I was staying with one of my best friends, who I met at university. She lives right next to the zoo, and I spent a magical first night sleeping on her balcony, encased in the warmth of the balmy D.C. climate and listening to the peacocks calling to one another in the bird enclosure below. The next day, up bright and early, we headed to the arboretum, on the other side of town. It consists of hectares and hectares of land filled with trees from every state of the US, and is a lovely spot to come and explore. We particularly enjoyed the Bonsai tree section, and I loved seeing the original columns from the Capitol, taken down at some point in the 19th century, and resurrected here, in the middle of a field. It’s a striking sight. So is Union Market, a fabulously renovated warehouse space just around the corner which is now filled with a variety of upmarket food stores and counter restaurants. We popped in for some lunch and had an amazing beef and horseradish bagel at Buffalo and Bergen along with one of their signature handmade sodas. I tried blackberry spice, and it was the best fizzy drink I’ve ever tasted!

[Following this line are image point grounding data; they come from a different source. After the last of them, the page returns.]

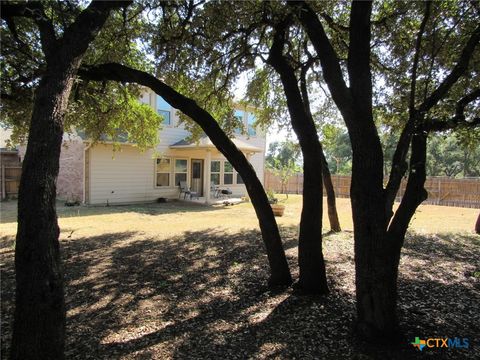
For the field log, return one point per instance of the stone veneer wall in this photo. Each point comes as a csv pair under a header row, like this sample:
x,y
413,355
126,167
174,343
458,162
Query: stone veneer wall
x,y
70,175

The following days were a pleasant round of leisurely strolls, delicious meals and wonderful sights. I saw fluorescent frogs and majestic lions at the zoo. I had the best french toast at Open City. I bought some lovely antiques at the Georgetown Flea Market. I saw wonderful photographs of contemporary and historical America at the Museum of American Art. I discovered a new favourite painter. I saw Julia Child’s kitchen at the Museum of American History. I learned about Native American tribes at the striking National Museum of the American Indian. I saw indigenous Hawaiian plants at the Botanical Garden. I pretended to wave at the President through the gates of the White House. I marvelled at the scale of the Capitol. I found myself surprisingly pleased by the aesthetics of the range of mid century concrete office buildings downtown. I finally got to enjoy the witty and fascinating company of Thomas. I strolled around the other Roosevelt Island and was inspired by Roosevelt’s wise words to all men. I drank gallons of iced tea, went to a proper American shopping mall and devoured the most amazing cookies known to mankind. I never had to wear a cardigan. It was a wonderful week. By the time I boarded the bus back to New York, I’d switched allegiances. The Big Apple needs to up its game. The Big Swamp is where it’s really at.